We are never safe. Not even here...
Shooting victim hopes attack puts gun control on nation's radar
By ELIZABETH M. GILLESPIE ASSOCIATED PRESS WRITER
SEATTLE -- A woman wounded in last month's deadly shooting rampage at Seattle's Jewish Federation offices says she hopes the attack helps the public and lawmakers see a need for tighter gun control laws.
"How and why the murderer who invaded my workplace a couple of weeks ago was able to legally acquire two semiautomatic weapons in our state is still a very disturbing mystery to me," Dayna Klein, 37, said Thursday, seated next to her husband at a news conference in a downtown hotel.
Klein said she met with former President Bill Clinton last week while in New York, discussed both gun control and workplace safety with him and was encouraged by the conversation.
"His foundation is committed to doing similar things domestically, so this will be a project that we potentially will have an opportunity to collaborate on in the future," Klein said.
One woman died and five were injured in the July 28 shooting, when police say Naveed Afzal Haq stormed into the Jewish center and opened fire, declaring he was a Muslim angry at the United States' support of Israel.
Haq, 30, pleaded not guilty this week to aggravated first-degree murder, five counts of attempted murder and other charges. He faces either life in prison without parole or the death penalty if convicted in the death of Pamela Waechter, 58, director of the Jewish charity's annual fundraising campaign.
Klein, who was 17 weeks pregnant at the time of the shooting, was shot in her left forearm as she tried to shield her belly. The bullet shattered a bone and grazed one of her legs before landing in the carpet in her office. She called 911 moments later, despite the gunman's declaration that he would kill anyone who contacted authorities.
"I didn't even think about it. It never occurred to me to be afraid - mother of the year, right?" she said with a laugh.
Klein said crisis intervention training she received while working for the American Red Cross helped her take such quick action, and she hopes such training will become more widely offered in workplaces across the country.
Wearing a purple rehabilitation brace, Klein said it will be another month before doctors can say whether the transplant of a metal rod that took the place of the shattered bone was successful.
She also suffered nerve damage and said she won't know for three to six months whether she'll regain any or all of the movement in her left forearm. She's preparing for the worst, knowing that she may have to nurse or change her baby's diapers with full use of only one of her arms.

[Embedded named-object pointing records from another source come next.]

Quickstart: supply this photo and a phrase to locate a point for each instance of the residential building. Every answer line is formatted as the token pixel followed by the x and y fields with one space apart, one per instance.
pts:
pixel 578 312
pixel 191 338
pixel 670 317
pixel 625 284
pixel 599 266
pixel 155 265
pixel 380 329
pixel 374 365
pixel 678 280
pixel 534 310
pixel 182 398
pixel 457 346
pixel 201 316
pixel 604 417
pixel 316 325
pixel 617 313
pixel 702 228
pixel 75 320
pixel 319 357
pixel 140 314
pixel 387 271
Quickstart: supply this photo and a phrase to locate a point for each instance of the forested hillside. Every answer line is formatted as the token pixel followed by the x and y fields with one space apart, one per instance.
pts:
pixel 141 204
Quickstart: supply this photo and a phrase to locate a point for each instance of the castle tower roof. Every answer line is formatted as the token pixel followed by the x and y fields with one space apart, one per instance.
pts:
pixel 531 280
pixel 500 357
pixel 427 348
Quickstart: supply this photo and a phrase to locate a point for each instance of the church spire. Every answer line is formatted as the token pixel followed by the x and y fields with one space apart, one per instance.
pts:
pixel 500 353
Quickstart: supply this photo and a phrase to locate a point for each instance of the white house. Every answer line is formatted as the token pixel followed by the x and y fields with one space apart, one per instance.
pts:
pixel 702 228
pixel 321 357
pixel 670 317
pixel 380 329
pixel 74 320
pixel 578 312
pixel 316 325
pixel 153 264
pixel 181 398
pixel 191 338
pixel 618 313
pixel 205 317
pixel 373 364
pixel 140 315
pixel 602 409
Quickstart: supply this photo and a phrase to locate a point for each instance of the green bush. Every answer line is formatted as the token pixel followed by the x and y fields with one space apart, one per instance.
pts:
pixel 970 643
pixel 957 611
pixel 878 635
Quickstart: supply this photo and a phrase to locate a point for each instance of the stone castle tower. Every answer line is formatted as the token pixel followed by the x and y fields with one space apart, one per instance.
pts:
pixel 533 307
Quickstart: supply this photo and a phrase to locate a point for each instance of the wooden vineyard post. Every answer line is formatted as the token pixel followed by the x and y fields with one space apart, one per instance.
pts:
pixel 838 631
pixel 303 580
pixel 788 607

Klein, the federation's director of major gifts, said she's concerned about the possibility that she won't be able to carry her baby to term because of a dearth of research on the effects of trauma on pregnant women.
"In that 'What to Expect When You're Expecting' book, there's no chapter on, like, when you get shot in your second trimester," Klein said with a soft chuckle.
She said she has five to seven doctor's appointments a week, plus physical therapy and psychological counseling, and is bracing for the possibility of grappling with a lifelong disability.
King County Prosecutor Norm Maleng has not yet decided whether to seek the death penalty against Haq. Klein said she's glad she doesn't have to make that call and will support whatever Maleng decides.
She said she'll offer any help prosecutors ask of her, but that she has no plans to follow Haq's case closely.
"Naveed Haq has wasted enough of my time," she said. "I'm not a person who's interested in looking backwards. I'm a person who looks forward."
Two of the women wounded in the shooting remained at Harborview Medical Center on Thursday. Layla Bush, 23, was in serious condition in the intensive care unit, and Cheryl Stumbo, 43, was in satisfactory condition, hospital spokeswoman Pamela Steele said. Christina Rexroad, 29, and Carol Goldman, 35, had been released.